Everything changed on the night of the 7th of August 2008, when Georgia launched a large-scale military attack against South Ossetia. It still isn’t clear why President Saakashvili decided to try to reclaim territory long-lost, but perhaps he was emboldened by his success in facing down the President of the Autonomous Republic of Adjara, when Russia did not intervene. For whatever reason, Saakashvili not only authorised Georgian troops to attack the position of the combined South Ossetian militia and Russian troops, but he personally commanded troops in battle, despite having no military experience.
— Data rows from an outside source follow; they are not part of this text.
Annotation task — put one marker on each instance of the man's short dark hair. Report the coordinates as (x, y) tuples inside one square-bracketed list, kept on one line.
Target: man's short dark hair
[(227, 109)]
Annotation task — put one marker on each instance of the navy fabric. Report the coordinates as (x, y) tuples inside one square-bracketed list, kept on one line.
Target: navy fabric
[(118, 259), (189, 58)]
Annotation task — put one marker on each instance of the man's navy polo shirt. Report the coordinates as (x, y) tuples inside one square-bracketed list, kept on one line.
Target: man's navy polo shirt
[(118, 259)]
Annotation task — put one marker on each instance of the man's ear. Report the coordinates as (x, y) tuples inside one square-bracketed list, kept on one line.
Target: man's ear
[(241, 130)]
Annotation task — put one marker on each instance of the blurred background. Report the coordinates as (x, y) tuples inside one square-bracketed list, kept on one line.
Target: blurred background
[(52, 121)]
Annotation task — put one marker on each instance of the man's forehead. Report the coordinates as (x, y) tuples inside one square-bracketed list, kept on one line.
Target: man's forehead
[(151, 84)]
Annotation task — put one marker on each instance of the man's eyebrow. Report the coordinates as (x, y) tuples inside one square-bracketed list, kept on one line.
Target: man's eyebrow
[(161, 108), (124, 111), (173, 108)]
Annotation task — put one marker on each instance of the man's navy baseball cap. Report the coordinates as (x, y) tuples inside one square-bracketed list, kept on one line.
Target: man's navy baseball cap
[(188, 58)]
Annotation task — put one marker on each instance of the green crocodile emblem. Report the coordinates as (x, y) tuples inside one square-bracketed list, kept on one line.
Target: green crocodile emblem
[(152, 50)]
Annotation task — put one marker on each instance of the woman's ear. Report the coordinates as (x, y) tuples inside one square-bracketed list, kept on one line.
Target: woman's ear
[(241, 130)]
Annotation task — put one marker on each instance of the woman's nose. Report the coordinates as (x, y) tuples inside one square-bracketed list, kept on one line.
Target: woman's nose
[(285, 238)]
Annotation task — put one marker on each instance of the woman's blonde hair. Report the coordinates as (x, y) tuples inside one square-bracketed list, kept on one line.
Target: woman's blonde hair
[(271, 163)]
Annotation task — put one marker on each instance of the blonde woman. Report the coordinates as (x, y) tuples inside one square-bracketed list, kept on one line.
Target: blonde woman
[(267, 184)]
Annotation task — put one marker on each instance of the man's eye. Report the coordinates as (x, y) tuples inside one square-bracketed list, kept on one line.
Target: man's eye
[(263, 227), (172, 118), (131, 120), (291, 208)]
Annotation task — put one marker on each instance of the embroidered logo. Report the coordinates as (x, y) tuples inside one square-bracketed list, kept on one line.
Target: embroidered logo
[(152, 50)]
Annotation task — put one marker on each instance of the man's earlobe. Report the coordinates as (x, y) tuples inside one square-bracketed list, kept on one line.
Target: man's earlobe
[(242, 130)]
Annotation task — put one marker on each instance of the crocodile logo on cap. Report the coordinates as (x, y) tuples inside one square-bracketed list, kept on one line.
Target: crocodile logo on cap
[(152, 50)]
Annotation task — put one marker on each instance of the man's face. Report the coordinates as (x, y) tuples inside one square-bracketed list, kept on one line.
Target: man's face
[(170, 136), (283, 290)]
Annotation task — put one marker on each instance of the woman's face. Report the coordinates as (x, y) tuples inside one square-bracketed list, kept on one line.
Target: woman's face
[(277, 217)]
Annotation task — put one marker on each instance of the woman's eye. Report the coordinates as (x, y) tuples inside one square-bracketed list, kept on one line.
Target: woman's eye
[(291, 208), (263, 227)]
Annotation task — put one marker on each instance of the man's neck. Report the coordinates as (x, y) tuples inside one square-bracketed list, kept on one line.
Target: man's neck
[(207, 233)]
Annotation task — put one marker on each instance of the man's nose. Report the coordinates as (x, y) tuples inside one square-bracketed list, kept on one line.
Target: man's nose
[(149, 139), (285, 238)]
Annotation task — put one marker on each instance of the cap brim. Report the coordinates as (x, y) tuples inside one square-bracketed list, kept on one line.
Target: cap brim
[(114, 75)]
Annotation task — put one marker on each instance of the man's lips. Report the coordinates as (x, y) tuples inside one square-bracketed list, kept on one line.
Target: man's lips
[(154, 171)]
Predictably, the Georgian military were outclassed, and the Russian troops defeated the attack and countered on the 8th of August, occupying Gori and destroyed a substantial proportion of the Georgian military’s offensive hardware. Just as predictably, the response of Western media and government was superficial. Saakashvili, skilled at media manipulation, presented himself as David battling Goliath, even though he was the aggressor in the war and anti-democratic at home – during Saakashvili’s rule, Freedom House downgraded Georgia’s democracy ranking. George W. Bush even toyed with the idea of starting WWIII, considering launching air strikes on the Russian military, before settling on issuing a laughably ironic statement: “Bullying and intimidation are not acceptable ways to conduct foreign policy in the 21st century.” A year later, the independent report commissioned by the Council of the European Union (prepared by a group of 30 military, legal and history experts), analysed all the evidence and found that the Georgian strike into South Ossetia “was not justified by international law” and that there was no evidence for the Georgian claim that Russia struck first. To be fair, the report also found that the Russian reaction to the Georgian attack was disproportionate. Unfortunately, the report did not also assess the hysterical response of Western media and governments, who happily parroted Georgian misinformation at the time.
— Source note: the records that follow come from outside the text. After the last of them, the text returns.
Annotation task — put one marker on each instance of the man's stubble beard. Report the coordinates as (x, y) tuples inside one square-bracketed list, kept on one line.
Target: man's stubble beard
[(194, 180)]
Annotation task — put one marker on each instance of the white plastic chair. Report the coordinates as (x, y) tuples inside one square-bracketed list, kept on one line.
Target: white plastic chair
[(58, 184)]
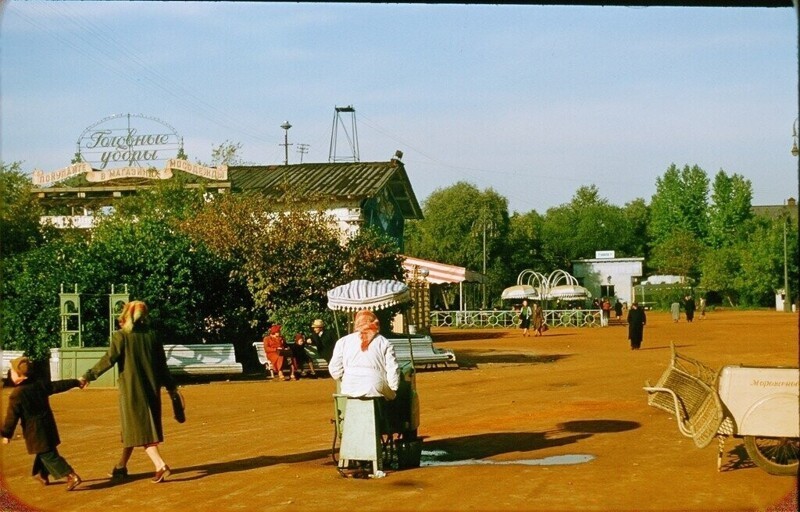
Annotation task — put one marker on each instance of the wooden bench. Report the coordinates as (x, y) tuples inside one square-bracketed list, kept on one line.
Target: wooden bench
[(424, 353), (688, 389), (206, 359), (319, 363)]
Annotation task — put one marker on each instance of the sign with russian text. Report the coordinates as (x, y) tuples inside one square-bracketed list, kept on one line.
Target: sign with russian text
[(128, 140), (40, 178)]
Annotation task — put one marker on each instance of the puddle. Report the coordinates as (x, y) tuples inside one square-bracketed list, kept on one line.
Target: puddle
[(433, 458)]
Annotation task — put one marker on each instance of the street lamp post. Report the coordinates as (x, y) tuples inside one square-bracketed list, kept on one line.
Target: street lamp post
[(787, 307), (286, 144), (787, 301)]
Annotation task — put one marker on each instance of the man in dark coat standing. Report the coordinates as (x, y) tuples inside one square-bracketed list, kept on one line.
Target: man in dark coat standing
[(689, 306), (636, 321), (322, 339)]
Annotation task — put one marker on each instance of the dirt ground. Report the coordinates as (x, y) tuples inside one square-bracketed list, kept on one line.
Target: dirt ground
[(574, 395)]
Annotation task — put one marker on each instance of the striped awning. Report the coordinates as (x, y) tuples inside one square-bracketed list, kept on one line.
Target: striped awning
[(363, 294), (439, 273)]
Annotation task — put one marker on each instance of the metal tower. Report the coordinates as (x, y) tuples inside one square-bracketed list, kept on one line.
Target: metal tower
[(352, 135)]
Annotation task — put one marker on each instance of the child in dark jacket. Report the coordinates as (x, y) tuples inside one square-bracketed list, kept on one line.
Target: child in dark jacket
[(29, 404)]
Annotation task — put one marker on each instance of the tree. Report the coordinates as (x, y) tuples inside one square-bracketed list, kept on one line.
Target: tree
[(466, 227), (453, 227), (525, 243), (636, 215), (679, 254), (730, 209), (586, 224), (19, 211), (679, 204)]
The effect of that ill-advised venture can be seen across Georgia today. On the road between Tbilisi and Kutaisi we passed the refugee village from Georgians who fled Gori and the border region. Row upon row of identical small houses laid out on a grid pattern, covering a vast area. No roads, shops or employment opportunities, not a real city, just a holding area for displaced people. And yet, while many Georgian people can see the stupidity of Saakashvili in attacking South Ossetia, they do not see a resolution of the war, insisting that South Ossetia should be part of Georgia. I really can’t stand to see historical claims to be used as justification for war. Yes, for a period of time a few hundred years ago, people in Georgia ruled over people in South Ossetia. Why should this give the President of Georgia today the right to cause death and mayhem in order to control South Ossetia today?